How about complication differences between the 2 treatment options? The major complication associated with PD is a 2%–5% perforation risk, which could lead to surgery; surgical myotomy is complicated by development of clinically symptomatic GERD in up to 30% of patients. In the study by Ferulano et al, despite Heller–Dor fundoplication post myotomy, GERD was documented by 13%–15% of patients, who required long-term proton pump inhibitor therapy. Other potential complications of surgery may include pneumonia and wound or urinary tract infections. Given nearly equal efficacy and potential complications of the 2 modalities, one may ask which is most cost effective. In addition to previous cost-effectiveness data concluding superiority of PD over myotomy (Am J Gastroenterol 2005;95:2737–2745; Dig Dis Sci 2002;47:1516–1525), the most recent study conducted by the same group that performed the only randomized trial comparing Rigiflex dilation to myotomy concluded that “the cost effectiveness of pneumatic dilation is superior” (Surg Endosc 2007;21:1184–1189).
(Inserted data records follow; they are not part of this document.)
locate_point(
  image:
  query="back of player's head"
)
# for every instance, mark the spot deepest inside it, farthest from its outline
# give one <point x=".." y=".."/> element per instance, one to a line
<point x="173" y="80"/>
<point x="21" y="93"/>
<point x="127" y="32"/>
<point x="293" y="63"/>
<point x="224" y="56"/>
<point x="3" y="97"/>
In short, myotomy and PD have nearly equal short- and long-term outcomes; myotomy has the edge in overall complication rate, but is less cost effective. Given this scenario, the most important aspect of choosing 1 therapy over the other may be expertise of the institution at which the patient is seeking therapy. Myotomy performed by a surgeon who only does 1 or 2 cases per year is a recipe for adverse an outcome, as is PD offered by a gastroenterologist poorly trained. The suggestion that 1 therapy is superior to the other is often due to “expert” bias and not collective data in the field. Patients should have options in treating their achalasia and physicians should appropriately refer this group of patients to specialty centers with both expertise to improve patient outcome. So when it comes to treating achalasia, myopic views should be replaced by global collaborative approaches.